La prolifération : mythes et réalités
C’est aujourd’hui un lieu commun de dire que le danger de prolifération a considérablement augmenté depuis la fin de la guerre froide : la capacité de contrôle que les « anciennes » superpuissances exerçaient sur leurs alliés du monde développé s’est réduite, tandis que s’est accrue, dans ces circonstances nouvelles de « vide du pouvoir », la volonté des États de développer des armes de destruction massive pour satisfaire leurs besoins de sécurité ou d’expansion. Je travaille sur les questions de prolifération depuis 1977 et je ne partage pas cette opinion. Certes, l’attention des médias, de l’autorité politique et de la communauté stratégique, s’est développée au profit de ces questions après la disparition du vieil ennemi, mais en ce qui concerne le sujet lui-même, pour l’ancien « spécialiste de la non-prolifération » que je suis, peu de choses ont changé.
Tous les programmes d’armement nucléaire qui nous concernent aujourd’hui remontent à l’époque du conflit Est-Ouest. C’est également le cas des programmes chimiques et bactériologiques ; aucun nouveau candidat n’est apparu depuis le milieu des années 80, c’est-à-dire depuis que M. Gorbatchev est entré en scène.
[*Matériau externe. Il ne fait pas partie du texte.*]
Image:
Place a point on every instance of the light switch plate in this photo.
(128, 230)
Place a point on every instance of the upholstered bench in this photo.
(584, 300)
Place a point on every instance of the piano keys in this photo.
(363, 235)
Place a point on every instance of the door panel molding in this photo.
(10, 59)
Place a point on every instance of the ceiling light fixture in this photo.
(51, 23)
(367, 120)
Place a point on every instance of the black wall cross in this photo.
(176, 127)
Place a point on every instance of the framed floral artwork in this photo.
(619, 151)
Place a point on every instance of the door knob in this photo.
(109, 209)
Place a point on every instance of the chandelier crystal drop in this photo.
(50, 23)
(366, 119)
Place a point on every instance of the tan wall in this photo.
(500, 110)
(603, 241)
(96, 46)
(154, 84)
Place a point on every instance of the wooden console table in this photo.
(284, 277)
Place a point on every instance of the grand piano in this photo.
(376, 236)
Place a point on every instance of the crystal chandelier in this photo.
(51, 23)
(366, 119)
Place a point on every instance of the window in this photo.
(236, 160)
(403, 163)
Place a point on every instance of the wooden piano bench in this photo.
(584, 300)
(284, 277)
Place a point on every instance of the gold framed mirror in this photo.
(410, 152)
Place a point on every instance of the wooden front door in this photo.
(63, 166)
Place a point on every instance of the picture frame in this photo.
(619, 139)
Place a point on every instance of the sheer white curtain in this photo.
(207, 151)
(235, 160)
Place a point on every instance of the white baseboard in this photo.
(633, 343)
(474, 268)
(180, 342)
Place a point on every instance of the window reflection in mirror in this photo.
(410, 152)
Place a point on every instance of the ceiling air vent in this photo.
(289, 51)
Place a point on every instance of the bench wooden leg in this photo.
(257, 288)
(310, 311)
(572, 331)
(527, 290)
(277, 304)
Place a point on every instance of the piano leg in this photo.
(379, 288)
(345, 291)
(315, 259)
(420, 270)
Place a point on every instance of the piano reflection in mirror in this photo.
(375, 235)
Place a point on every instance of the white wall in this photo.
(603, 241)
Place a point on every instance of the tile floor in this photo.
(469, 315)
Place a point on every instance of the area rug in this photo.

Dans quelques pays, on peut dire que la portée des missiles balistiques a augmenté, qu’ils ont une plus grande précision grâce au système de positionnement global (GPS), et c’est important. Cependant, ces mêmes États possédaient déjà des missiles balistiques avant 1985, la plupart appartenant à la catégorie des vieux Scud B soviétiques, ou ne faisaient que poursuivre des programmes de missiles commencés depuis des décennies.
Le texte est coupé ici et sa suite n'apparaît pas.